On-chip SRAM storage overview and production practice (Part 2)

After the understanding and familiarity of the first two parts, the understanding of SRAM is basically clear.
You can use the knowledge you have learned here, and you can establish your own methodology and process for the generation and selection of SRAM. In this chapter, the author shares some insights and brainstorms and discusses this automated process.
insert image description here

SRAM generation method

Based on different processes and FAB, there will be a corresponding memory team to build memory array and peripheral for the specified process. The construction here refers to the construction of some basic components, which are then packaged and delivered to users in the form of automated commands, which is convenient for users to perform different configurations and selections.
The kits provided by different SRAM vendors are often different, some can support GUI and batch, and some support batch. In comparison, batch must be supported, otherwise this kind of work cannot be carried out in batches under large-scale projects. Here we take the T family as an example, using batch mode to generate SRAM

> tsn7_1prf.exe -NonTsmcName -file $CFG_FILE

Each SRAM has its own default name, but for the convenience of data management, users usually need to use their own name for planning, so when using T’s mem-gen, it is recommended that you use your own $CFG_FILE for name definition. Of course, the $CFG_FILE here needs to specify the specific bit width, bit depth and column MUX information of the SRAM. A simple example is as follows
insert image description here )
T's command line also supports some other options, including but not limited to

SRAM datasheet: Contains various timing, power consumption and physical information of SRAM
Generation options for various views
- verilog simulation model
- DFT view
- timing view
- Masis view
- SPICE view
- GDS view
- LEF view
- VOLTUS view
Selection of different configurations (in view of the different types of memory, not every configuration can generate the corresponding memory, users need to check the memgen log)
- DualRail: Use different rails for VDD/VDDM
- ULVT/SVT: the choice of peripheral std-cell VT,
- BIST: Control whether to support MBIST mode
- bit-wise: whether to support bit write operation
- etc…

All configurable interfaces can be configured in batch mode. The advantage of this is that it can support users to realize automation when selecting and generating large-area SRAMs.
Similar SNPS will provide batch and GUI interface in mem-gen. GUI operation is relatively convenient, but in batch production, it is still necessary to use batch to improve production efficiency
insert image description here )

SRAM selection dimensions in actual projects

With the above explanations and the support of tools, users can basically start to generate SRAM. The above information and resources are ultimately tools to support actual projects. The comparison, matching, and selection of different SRAMs are the actual projects that can really work.
In today's large-scale chips, the area used by SRAM can even account for nearly half of the area of the entire project, so the selection of SRAM needs to be considered from the following aspects

Selection of SRAM vendor based on process
- Channel 1: Usually when FAB provides the process, it will also provide SRAM vendor recommendations. Generally speaking, FAB’s own SRAM is generally free (it should be covered by TO fees), such as T or S. Provide SRAM products with their own corresponding process
- Channel 2: Some third-party SRAM vendors have established a solid commercial contract with FAB, and FAB will also share it with users, allowing users to choose by themselves.
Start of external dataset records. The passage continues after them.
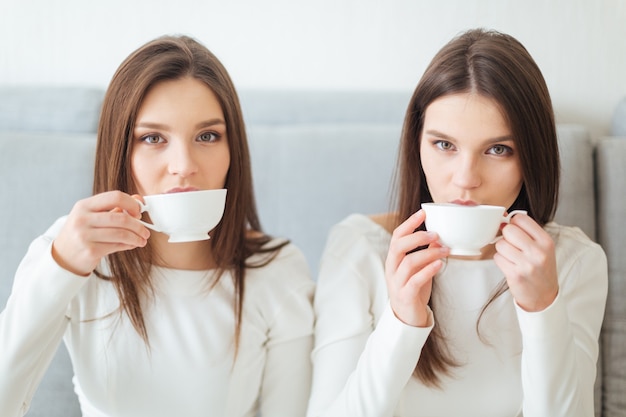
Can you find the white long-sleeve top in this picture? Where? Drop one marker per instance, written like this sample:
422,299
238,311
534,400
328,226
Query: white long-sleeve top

Users only need a small amount of royalties when tape-out .
- Channel 3: For a certain process, some commercial customers have specially developed SRAM, and can achieve a better PPA than the original FAB, such as S, A, etc. At this time, when users use it, they need to use it like Purchasing IP is the same as paying extra. If users really rely on a certain PPA, they can consider spending this money.
Consideration of Rail: Since this involves the rail design of the entire chip, it must be considered clearly at the early stage, and the project usually adopts a unified strategy. The current SRAM supports SD/DSLP design without the loss of peripheral isolate logic, but the internal processing of SRAM must have the cost of isolate. Based on the project's balance between power consumption and performance, it is very necessary to select the rail mode at the initial stage.
DFT correlation of STAM:
- BIST: Since there are peripheral std-cells in SRAM, the DFT function of this MBIST can support the fault location of such std-cells. The cost is due to the sharp increase of input pins, which may be a new challenge for APR. Usually, in order to save winding resources, these peripheral std-cell MBIST tests will be skipped, and MBIST tests will be performed on the entire memory (including memory array) directly.
- BISR: In order to achieve the yield rate, BISR is sometimes needed, especially the column redundancy bit. Through the data provided by FAB, 1 bit redundancy can usually be repaired, inspected and doubled , and the cost performance is still very high.
- All SRAM DFT-related parts require additional STD-cell support. This type of area is usually about 5% to 10% of the memory area. For large-scale chips, the impact of this part needs to be comprehensive when designing the architecture and evaluating the area. to consider
Shape: Due to the existence of too much memory (or memory array), the memory shape has a relatively large impact on the floorplan and pin access of APR. For a specific example, see: Let’s do a decoration layout to realize the second step – Floorplan . Here are a few points to note:
- Do not set the column mux too large for speed reasons. Causes memory to be too flat
- Do not create a memory that is too small in size, as it may cause the conventional pg strap not to fall directly on the memory, reduce power connection performance, and so on.
Timing: Here we focus on timing. Due to the wide distribution of memory, when the project is very large, the timing problem of memory will become the performance bottleneck of some core components, such as: L1/L2 etc. Therefore, when selecting memory, here are a few special attentions elements
- Tcycle: Minimum CLK cycle time CLK^ CLK^. This parameter describes the minimum period (highest frequency) that the memory can support, which must be higher than the frequency planned by the project. In addition, since this parameter is also a lookup table for clock input transition, usually the first version of clock-transition will It is defined as about 50ps, so it is suggested here that when selecting memory, Tcycle needs to have a margin of 20% more than the project requirements. If the main frequency of the project is 1G, then it is required that the Tcycle time of the SRAM cannot exceed 0.8ns under the condition of ssg
- Tckh/Tckl Minimum CLK Pulse High/Low. Usually each is about half of the Tcycle. It is important to note here that for a clock network with too many stages (latency is too long), the clock inverter must be used first to build a clock tree, so as to control the duty cycle of the leaf (memory clock pin) Ratio, that is, try to satisfy: Tckh/Tckl
- Tcd/Tacc: CLK to valid Q (data output). This is to describe the time from memory to Q output, which has a great influence on the datapath of from-memory.
  
  Since the size of the memory is usually relatively large, the access time is usually 200ps~up, so for a timing path, this may be the maximum loss of data on a path. You can see that if you pass it, you can reduce Tqd and Tcd or increase it
  
  . Useful skew (Tlat_2 - Tlat_1), can improve the performance of the chip.
  Usually for Tcd, it is advisable not to exceed 60% of the entire period
Power consumption: The power consumption of different types of memory is also different. At this time, the ratio of ULVT and LVT of the peripheral of the memory will make a significant difference in leakage. When selecting the type, it is necessary to distinguish the impact of these two types on the timing Influence, so as to adopt the appropriate type.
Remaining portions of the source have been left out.